Do you find that too much talk about times is inhibiting?

Deena Kastor: “It creates barriers sometimes. Our idea, by “our”, I mean the team of husband, coach, training partner and myself, is not to get too caught up in it. My brain is not good at math, I don’t want to know (about times), I just want to run.”


Thinking of marathons, the real,- Berlin Marathon is one of the five World Marathon Majors (ed note: Berlin, Boston, Chicago, London and New York). What do you think of this development?

Deena Kastor: “It’s a wonderful meshing of events. Marathons intrigue people, even the laziest couch potato, they attract so many nationalities and body types. To see the five greatest marathons come together is really exciting for the sport.”


Is part of the reason for coming to Berlin that you can take a look at the marathon course?

Deena Kastor: “Absolutely. This is an opportunity of seeing what some of the course is like though I won’t tour the entire marathon course after Sunday’s race. We’re going to London the next day and staying there.”


Do you have particular targets for the Flora London Marathon?

Deena Kastor: Again, I don’t want to be obsessed about pace and splits. I want to battle the other athletes out there. I’ve already accepted that this weekend and London are feats that are going to hurt, that I’ll be pushing the envelope.”
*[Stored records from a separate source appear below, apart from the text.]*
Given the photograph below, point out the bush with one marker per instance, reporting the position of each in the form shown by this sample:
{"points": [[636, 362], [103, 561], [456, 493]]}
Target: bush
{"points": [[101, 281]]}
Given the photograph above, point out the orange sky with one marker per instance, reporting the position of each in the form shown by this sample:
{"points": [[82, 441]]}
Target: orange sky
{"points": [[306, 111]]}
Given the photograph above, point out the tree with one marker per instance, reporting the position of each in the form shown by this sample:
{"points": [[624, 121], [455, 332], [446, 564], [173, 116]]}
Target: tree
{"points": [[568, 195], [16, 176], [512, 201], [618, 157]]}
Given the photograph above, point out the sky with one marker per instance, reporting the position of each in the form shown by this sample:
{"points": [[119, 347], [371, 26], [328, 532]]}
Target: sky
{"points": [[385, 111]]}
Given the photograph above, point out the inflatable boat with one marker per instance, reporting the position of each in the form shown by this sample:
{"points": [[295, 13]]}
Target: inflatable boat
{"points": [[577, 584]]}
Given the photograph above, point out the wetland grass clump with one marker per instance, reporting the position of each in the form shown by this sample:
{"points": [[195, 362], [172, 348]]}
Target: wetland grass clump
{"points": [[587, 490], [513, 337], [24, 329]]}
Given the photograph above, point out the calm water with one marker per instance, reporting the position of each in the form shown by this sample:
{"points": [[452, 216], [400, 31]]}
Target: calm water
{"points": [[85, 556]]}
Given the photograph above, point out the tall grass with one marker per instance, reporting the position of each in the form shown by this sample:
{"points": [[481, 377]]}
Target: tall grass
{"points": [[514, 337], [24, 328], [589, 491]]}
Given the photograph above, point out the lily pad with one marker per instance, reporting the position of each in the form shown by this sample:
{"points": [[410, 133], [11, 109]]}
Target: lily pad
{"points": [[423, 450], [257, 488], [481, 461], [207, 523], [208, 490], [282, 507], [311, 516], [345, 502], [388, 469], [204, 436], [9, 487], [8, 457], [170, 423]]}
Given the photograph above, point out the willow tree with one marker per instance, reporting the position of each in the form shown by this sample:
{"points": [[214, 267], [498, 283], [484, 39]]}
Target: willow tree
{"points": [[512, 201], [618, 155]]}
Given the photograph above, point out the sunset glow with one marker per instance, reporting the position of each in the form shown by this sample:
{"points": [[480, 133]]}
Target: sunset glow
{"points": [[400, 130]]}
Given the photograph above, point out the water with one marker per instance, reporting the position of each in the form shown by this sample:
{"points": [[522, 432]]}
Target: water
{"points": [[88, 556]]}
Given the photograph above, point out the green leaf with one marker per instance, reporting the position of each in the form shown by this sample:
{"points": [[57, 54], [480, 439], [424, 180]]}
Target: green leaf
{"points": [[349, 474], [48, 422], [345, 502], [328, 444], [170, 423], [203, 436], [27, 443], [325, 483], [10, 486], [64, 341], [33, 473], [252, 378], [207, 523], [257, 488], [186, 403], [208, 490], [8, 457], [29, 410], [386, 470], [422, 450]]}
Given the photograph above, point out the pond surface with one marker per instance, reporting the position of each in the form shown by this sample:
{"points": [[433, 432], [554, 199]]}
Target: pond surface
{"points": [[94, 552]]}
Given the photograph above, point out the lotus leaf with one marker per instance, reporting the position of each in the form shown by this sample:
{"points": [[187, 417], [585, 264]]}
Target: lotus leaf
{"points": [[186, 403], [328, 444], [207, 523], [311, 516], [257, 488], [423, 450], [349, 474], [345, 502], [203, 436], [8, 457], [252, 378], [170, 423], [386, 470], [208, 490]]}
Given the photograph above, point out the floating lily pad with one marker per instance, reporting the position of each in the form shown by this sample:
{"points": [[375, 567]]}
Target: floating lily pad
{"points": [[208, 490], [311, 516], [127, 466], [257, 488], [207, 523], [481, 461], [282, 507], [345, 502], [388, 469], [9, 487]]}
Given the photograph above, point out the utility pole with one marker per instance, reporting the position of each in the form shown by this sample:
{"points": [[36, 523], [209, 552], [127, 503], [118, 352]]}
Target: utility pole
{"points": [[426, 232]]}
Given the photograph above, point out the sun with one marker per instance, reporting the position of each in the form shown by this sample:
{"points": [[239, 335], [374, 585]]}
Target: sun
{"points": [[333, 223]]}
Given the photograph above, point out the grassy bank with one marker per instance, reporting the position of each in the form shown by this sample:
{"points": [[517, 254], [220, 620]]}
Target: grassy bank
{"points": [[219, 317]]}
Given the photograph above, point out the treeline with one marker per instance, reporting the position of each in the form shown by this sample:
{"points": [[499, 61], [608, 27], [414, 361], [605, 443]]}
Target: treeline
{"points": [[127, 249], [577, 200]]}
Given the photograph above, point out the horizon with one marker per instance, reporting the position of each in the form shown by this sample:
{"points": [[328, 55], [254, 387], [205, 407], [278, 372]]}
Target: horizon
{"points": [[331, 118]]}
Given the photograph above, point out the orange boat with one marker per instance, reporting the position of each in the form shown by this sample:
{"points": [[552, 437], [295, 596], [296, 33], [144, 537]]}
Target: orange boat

Does that mean you really are in the best shape of your life?

Deena Kastor: “Close to it. But it’s so hard to say definitely after Chicago last year when I was in the best shape of my life and never hurt so bad in winning my first major marathon.”


Do you take notice of opponents in Berlin this Sunday?

Deena Kastor: “I know the fields are always competitive. There are women you know and others that surprise you. Our strategy is trying to go out and ran an aggressive race.”